Książka ta jest konsekwentną kontynuacją pasji autora, jaką jest studiowanie historii miecza japońskiego i dzielenie się tą wiedzą. Jest to jego drugie książkowe podejście do miecza (w 2003 r. ukazała się „Miecze japońskie Nihontō”), Henryk Socha ma też stronę internetową ArtJapan i jest autorem innych książek w podobnych klimatach (np. o samurajskich rezydencjach czy o sake, na dzisiaj ma ich osiem).

Publikacja ma formę albumu. Zdjęcia są duże i wysokiej jakości, jest też mnóstwo ilustracji.

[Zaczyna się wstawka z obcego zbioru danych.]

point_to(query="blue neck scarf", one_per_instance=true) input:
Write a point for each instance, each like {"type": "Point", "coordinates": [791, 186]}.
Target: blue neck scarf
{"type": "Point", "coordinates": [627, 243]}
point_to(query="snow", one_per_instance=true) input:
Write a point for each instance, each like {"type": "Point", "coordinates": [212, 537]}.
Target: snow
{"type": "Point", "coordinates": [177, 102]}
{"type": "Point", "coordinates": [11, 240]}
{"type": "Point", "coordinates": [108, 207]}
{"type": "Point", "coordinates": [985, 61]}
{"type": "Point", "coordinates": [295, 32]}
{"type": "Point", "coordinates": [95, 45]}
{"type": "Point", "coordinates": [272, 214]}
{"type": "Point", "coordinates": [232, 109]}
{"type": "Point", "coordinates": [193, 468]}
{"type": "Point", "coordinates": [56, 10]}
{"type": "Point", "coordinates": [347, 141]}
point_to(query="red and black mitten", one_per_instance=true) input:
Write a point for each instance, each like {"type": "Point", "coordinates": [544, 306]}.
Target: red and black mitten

Nawet marginesy są ozdobione grafikami (zdjęcia tsub, herby rodów samurajskich).

Treść nie jest soczysta w formie, jest rzeczowa, faktograficzna. Zawiera całość zagadnienia – historię Japonii, samurajów, a przede wszystkim samego miecza. Jak wyglądał w różnych okresach, jak zmieniał się. Jest technologia produkcji i dokładne opisane wszystkie elementy miecza. Są to informacje szczegółowe a jednocześnie zwięzłe.

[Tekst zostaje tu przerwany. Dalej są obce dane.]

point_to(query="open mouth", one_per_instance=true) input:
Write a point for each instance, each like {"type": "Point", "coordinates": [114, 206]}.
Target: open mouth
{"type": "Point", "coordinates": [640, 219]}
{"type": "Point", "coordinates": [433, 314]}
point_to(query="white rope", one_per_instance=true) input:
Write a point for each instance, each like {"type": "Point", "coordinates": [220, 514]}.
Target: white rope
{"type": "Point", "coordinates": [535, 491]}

Książka mogłaby być obszerniejsze (np. więcej o pochwach), ale wtedy mogłaby się bardziej „rozmyć” jako kompendium. To co zostało pokazane jest świetnie zrobione. Dużo miejsca (zdjęć w zbliżeniach) przeznaczono na oprawę mieczy (zdobienie).

Niewątpliwą wartością książki są nie tylko pokazane oryginalnych – i różnorodnych – egzemplarzy broni (bo to nie tylko katany, ale i wakizashi, i tanto), ale i dodatki po głównej części książki. Są to: konserwacja miecza, etykieta jego oglądania (wiedzieliście, że nie wolno kierować oddechu na wypolerowaną głownię?), certyfikacja, słownik terminologii miecza (polski i japoński), indeks znaków japońskich (nazwy prowincji, sygnatury).

Piękny album i czasem wracam do niego, nie tyle dla zgłębiania zgromadzonej wiedzy, co dla samej przyjemności oglądania zdjęć.